31 août 2016
Sinfonia en Périgord illumine le baroque germanique

Chancelade_abbaye_nef_4

Rendez-vous des amateurs de musique baroque au cœur de la gastronomie périgourdine, Sinfonia cultive depuis plus d’un quart de siècle la gourmandise musicale, jusque dans des répertoires parfois jugés, à tort, austères. Baignée par une canicule tardive, la journée du 23 août en témoigne de façon admirable dans l’abbaye de Chancelade, fonds baptismal du festival à l’acoustique favorable, auquel ce dernier reste attaché au fil des années. La fidélité est d’ailleurs l’une des vertus de David Théodoridès, le directeur artistique, dont les deux concerts de ce mardi offrent un bel exemple. Si Benoît Haller et La Chapelle Rhénane donnent, huit ans après leur première venue, une nouvelle version de la « Rose des vents », programme construit autour de Schütz, compositeur qu’ils n’ont de cesse de défendre, c’est un invité régulier, sinon incontournable, de Sinfonia, Michel Laplénie et son ensemble Sagittarius, qui entament ici, après trente ans de carrière une tournée des adieux, avec le cycle Membra Jesu Christi de Buxtehude : les symboles ne manquent pas en ce soir d’été.

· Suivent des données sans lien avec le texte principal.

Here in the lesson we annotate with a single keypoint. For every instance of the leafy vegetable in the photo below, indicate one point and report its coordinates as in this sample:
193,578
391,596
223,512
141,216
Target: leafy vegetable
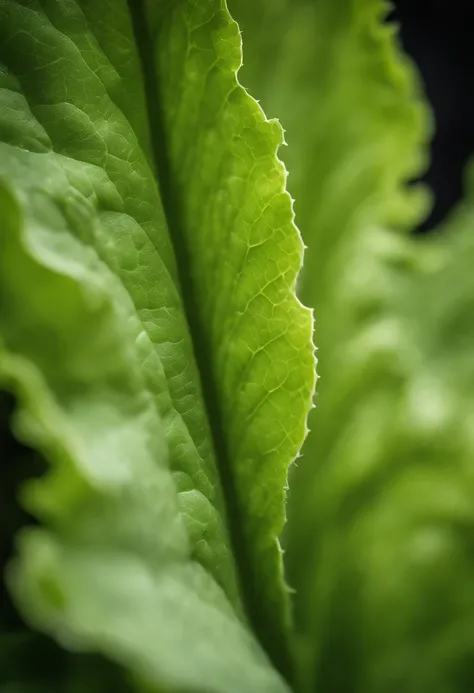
134,557
160,367
380,516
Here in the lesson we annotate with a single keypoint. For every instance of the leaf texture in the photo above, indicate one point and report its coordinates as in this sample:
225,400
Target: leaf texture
109,360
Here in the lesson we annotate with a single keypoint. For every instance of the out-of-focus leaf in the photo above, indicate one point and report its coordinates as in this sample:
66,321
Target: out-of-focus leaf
379,547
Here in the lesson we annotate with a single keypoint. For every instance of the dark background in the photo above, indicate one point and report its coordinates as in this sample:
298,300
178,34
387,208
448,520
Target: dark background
439,36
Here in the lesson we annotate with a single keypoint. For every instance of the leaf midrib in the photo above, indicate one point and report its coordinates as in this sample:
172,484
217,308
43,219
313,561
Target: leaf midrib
201,345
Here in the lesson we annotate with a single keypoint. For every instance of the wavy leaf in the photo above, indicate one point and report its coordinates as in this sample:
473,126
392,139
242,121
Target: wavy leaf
151,332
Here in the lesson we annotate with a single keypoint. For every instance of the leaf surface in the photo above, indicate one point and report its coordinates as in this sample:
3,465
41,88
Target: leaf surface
379,546
151,332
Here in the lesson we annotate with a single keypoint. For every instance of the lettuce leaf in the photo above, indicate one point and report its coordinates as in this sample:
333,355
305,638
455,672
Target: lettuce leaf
150,331
379,542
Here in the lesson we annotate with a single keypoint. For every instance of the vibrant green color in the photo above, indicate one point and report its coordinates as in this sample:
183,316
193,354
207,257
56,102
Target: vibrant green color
117,298
162,367
379,541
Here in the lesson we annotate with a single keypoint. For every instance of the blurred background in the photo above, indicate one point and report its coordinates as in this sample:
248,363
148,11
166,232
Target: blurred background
439,36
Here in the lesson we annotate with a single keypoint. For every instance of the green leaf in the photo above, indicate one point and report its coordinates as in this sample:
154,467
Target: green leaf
379,546
151,333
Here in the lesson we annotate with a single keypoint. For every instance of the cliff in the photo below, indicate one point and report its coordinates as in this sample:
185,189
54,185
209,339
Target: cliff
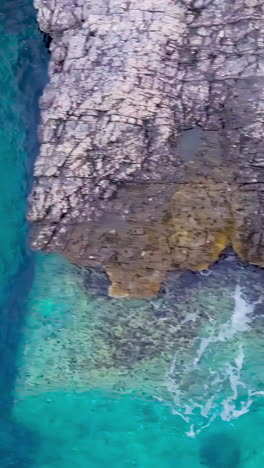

Une journée sous le signe de symboles

L’après-midi offre ainsi aux auditeurs un panorama de la musique sacrée germanique, de Schütz à Bach, en passant par Buxtehude. Si le motet d’ouverture, Ich weiss, dass mein Erlöser lebt, à l’instar d’autres pages du recueil, déploie une sobriété solennelle, accompagnée par le trombone ou le cornet à bouquin, la monotonie n’est pas de mise dans l’inspiration du compositeur, qui n’hésite pas à pasticher l’écriture madrigalesque de Monterverdi dans Es steh Gott auf, extrait des Symphoniae sacrae, que Benoît Haller détaille par sa diction ciselée. Les trois duos puisés dans les cantates de Bach font valoir la complicité qui lie les voix de Salomé et Benoît Haller, exaltant la spiritualité jubilatoire du Cantor de Leipzig, tandis que la soprano distille la beauté du lamento Ach, dass ich Wassers gnug hätte de Johann Christoph Bach, grand oncle de Johann Sebastian.

Sinfonia des adieux

C’est d’ailleurs avec ce même morceau que Michel Laplénie et Sagittarius ouvrent la soirée, qui en donnent une lecture très différente, privilégiant à l’intimité conviviale de La Chapelle Rhénane une captivante intensité dramatique, mêlant ferveur et théâtralité intérieure, relayé par l’expressivité virtuose de Rodrigo Ferreira, lequel rejoint ensuite les neuf autres solistes des choeurs pour le Membra Jesu Christi de Buxtehude. La formation aquitaine rend sensible l’architecture de l’ouvrage et la progression du sentiment au fil des septs blessures du Christ sur la croix. La plénitude lumineuse de cette magnifique partition révèle ici quelque parentée avec le baroque versaillais – sur lequel Lully a sans doute importé un soupçon d’italianité – jusqu’à une conclusion rédemptrice confirmée par la Cantate de la Résurrection, ultime point d’orgue d’un cheminement qui aurait pu aisément faire l’économie d’un entracte, tant les interprètes nous plongent au cœur du théâtre religieux, sinon mystique, de Buxtehude. Assurément, Sinfonia fait souffler un vent méridional sur le baroque luthérien, renouvelant, discrètement, le paysage musical : là réside l’un des secrets de la légitime pérennité.